Construction is underway along an old stretch of railroad track that will be upgraded. The agronomy center is expected to open next winter; the grain-handling facility is scheduled to be ready for the 2016 harvest season.
“This is probably the closest we’ll ever get to a gold rush,” Bowar says of the economic activity the grain shuttle loader facility is producing for the area.
KTCI expects it will bring fiber optic connectivity to the few facility. The company also hopes to have a role in some of the other ground construction.
Company history
Bowar has worked at KTCI for nearly 40 years. He started in 1976 at age 14 when he sold two days of his services to the company as part of a school fundraiser.
“I must not have done a good job because I’m still here,” he says, jokingly.
He started working for the company full time after he got out of high school in 1980. He had gone on to technical school with the understanding that upon graduating he would return to work for Lloyd and Delores Johnstone, owners of the phone company. Unfortunately, Mr. Johnstone was killed in a traffic accident a few months later, prompting Bowar to return to the company earlier than expected to assist Mrs. Johnstone.
Bowar and his family bought the business from Mrs. Johnstone in 1998. He now shares ownership with his wife, three of his children and longtime company employee Matt Collins, who has worked for KTCI for 26 years. Collins just joined the ownership group in January.
KTCI had only two employees when Bowar started working for the company full time. The company now has about 40 employees. It serves about 725 phone access lines. Excluding the school system, the phone company and Wheat Growers are the biggest businesses in town.
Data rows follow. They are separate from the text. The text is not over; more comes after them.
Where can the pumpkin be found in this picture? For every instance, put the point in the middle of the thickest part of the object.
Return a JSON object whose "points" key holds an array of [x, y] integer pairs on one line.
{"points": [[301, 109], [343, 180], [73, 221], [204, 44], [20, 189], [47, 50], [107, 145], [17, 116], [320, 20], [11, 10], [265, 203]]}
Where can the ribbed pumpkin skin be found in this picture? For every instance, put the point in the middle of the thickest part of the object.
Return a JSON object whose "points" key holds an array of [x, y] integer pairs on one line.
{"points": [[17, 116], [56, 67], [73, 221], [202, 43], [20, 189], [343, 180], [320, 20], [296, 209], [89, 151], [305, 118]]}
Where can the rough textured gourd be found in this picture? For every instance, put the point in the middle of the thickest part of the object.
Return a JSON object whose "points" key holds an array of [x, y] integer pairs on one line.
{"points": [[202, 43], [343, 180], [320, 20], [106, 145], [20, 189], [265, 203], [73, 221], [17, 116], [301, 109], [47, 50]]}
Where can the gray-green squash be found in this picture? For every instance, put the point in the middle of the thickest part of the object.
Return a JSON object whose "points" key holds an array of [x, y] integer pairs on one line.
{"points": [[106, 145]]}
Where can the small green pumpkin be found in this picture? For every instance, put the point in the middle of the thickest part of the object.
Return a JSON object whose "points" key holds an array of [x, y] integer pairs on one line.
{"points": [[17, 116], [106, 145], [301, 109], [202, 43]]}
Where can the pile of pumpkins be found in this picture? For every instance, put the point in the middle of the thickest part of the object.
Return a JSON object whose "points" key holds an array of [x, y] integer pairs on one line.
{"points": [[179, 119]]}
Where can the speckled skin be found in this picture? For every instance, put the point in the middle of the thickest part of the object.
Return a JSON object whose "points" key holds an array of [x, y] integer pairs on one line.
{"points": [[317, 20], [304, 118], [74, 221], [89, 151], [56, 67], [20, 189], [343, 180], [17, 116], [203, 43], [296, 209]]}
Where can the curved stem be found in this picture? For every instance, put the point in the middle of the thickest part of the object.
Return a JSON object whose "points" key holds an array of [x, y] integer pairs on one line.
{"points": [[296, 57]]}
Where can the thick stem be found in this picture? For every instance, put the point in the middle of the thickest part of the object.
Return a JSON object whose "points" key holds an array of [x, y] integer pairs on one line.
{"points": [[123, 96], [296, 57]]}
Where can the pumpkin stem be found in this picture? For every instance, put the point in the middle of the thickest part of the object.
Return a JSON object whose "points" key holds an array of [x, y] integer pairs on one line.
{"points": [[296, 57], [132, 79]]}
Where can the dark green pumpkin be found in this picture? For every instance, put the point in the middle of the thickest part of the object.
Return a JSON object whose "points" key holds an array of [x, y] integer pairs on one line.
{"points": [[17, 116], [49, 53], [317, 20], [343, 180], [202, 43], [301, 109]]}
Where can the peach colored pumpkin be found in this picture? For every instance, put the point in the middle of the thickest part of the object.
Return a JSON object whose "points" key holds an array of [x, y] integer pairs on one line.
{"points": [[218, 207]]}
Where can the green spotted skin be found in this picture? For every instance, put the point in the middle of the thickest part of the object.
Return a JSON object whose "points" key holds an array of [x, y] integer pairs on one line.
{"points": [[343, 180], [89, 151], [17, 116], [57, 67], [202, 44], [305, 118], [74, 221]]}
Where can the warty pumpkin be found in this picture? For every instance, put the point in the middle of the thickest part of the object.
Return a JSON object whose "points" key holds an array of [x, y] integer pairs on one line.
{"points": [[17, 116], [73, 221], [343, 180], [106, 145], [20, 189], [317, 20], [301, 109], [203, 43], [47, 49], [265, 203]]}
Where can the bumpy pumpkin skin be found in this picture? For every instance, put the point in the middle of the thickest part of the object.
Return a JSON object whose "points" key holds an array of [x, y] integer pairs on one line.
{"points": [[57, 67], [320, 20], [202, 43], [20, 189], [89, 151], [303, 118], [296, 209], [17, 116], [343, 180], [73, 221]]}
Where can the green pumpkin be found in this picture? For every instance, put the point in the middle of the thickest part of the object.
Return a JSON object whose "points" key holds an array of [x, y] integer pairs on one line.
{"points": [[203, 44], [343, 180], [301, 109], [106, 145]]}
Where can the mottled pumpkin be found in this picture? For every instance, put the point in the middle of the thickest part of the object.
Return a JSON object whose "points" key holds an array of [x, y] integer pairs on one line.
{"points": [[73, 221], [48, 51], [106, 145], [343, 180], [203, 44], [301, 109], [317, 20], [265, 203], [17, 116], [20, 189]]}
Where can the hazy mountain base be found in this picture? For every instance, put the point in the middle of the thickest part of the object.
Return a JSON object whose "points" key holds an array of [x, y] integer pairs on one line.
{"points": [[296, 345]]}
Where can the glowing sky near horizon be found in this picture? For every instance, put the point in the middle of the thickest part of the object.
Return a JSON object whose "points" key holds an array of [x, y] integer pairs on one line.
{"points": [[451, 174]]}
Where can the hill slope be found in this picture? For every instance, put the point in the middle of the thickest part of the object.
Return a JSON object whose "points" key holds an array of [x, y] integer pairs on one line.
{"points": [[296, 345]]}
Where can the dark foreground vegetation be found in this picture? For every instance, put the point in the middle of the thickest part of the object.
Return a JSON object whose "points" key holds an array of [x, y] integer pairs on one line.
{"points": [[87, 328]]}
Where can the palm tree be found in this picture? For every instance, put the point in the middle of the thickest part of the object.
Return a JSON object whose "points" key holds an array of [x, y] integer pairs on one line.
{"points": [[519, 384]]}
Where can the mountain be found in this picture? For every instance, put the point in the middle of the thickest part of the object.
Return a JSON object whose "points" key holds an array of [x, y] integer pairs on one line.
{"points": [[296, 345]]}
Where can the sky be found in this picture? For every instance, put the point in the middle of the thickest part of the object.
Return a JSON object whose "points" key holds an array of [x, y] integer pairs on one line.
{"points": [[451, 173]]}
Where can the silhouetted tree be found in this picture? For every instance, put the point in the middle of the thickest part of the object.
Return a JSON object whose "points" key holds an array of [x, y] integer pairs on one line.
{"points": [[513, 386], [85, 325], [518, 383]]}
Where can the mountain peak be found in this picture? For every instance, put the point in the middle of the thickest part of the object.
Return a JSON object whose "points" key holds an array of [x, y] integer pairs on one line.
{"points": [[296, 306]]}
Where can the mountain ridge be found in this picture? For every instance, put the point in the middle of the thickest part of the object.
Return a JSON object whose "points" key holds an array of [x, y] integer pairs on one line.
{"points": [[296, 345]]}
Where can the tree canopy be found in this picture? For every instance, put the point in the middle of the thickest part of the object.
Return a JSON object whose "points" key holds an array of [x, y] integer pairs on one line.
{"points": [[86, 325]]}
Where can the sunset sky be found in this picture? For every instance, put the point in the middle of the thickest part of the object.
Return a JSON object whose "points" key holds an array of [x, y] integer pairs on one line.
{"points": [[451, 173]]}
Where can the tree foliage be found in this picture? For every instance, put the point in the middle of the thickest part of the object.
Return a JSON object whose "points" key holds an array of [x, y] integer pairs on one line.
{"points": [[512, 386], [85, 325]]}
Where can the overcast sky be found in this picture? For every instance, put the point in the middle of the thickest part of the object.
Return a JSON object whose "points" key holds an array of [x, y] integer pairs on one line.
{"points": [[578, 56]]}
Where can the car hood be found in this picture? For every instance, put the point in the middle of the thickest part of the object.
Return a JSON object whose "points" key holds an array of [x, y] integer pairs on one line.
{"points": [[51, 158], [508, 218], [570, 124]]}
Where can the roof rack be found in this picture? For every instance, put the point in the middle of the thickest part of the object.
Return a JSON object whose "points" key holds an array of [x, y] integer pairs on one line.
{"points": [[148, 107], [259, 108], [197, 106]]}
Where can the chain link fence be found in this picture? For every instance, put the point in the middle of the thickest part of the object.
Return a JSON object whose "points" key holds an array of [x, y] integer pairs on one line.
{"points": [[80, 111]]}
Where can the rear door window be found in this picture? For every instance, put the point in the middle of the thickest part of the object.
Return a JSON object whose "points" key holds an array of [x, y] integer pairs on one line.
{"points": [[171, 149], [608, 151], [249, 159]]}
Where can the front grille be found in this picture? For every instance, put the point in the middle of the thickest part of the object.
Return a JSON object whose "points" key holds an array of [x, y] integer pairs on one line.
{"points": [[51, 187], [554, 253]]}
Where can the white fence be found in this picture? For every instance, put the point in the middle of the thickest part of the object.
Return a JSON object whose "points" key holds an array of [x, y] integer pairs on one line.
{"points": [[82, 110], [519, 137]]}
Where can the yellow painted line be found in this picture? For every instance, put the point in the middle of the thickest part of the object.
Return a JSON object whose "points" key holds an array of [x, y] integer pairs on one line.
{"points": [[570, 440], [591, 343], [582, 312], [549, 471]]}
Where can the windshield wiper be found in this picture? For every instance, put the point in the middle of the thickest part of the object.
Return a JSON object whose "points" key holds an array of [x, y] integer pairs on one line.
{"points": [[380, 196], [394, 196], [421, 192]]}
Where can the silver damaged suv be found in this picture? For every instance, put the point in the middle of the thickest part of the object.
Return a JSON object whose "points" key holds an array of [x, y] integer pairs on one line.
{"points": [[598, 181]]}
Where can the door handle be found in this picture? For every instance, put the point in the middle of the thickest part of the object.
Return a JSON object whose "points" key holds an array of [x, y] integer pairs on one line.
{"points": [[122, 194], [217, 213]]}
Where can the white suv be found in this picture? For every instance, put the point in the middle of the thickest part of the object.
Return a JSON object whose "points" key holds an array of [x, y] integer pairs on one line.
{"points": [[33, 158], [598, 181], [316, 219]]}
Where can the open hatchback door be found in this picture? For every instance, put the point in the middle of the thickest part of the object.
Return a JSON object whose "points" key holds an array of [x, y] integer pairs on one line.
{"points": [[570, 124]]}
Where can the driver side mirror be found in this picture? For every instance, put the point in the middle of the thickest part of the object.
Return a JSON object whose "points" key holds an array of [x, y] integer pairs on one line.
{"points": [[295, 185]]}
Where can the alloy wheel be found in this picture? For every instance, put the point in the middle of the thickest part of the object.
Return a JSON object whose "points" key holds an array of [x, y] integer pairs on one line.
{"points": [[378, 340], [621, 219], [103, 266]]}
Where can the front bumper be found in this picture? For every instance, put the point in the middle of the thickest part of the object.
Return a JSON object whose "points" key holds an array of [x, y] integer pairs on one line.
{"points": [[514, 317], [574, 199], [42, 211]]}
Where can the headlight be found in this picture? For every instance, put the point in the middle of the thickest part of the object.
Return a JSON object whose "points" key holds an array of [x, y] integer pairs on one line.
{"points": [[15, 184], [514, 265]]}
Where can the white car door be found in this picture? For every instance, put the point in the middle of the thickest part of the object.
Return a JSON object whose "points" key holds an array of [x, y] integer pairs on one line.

Bowar is active in both his industry and the community he serves.
He serves on SDN’s Board of Directors and is the current president of the South Dakota Telecommunications Association. He also serves on the state boards of the Local Exchange Carrier Association and the Fiber Ring Revenue Pooling Association.
He also serves on the boards of the Mitchell Technical Institute and Dakota Prairie Bank. He also belongs to several community organizations, including the Kennebec Town and Country Club and the Presho Area Chamber of Commerce.
Gene Mertens, chairman of the Kennebec Town Board, calls Bowar an “outstanding asset” for the community.
“He does a lot for the town. He’s a great town promoter. You can’t find anyone better,” Mertens says.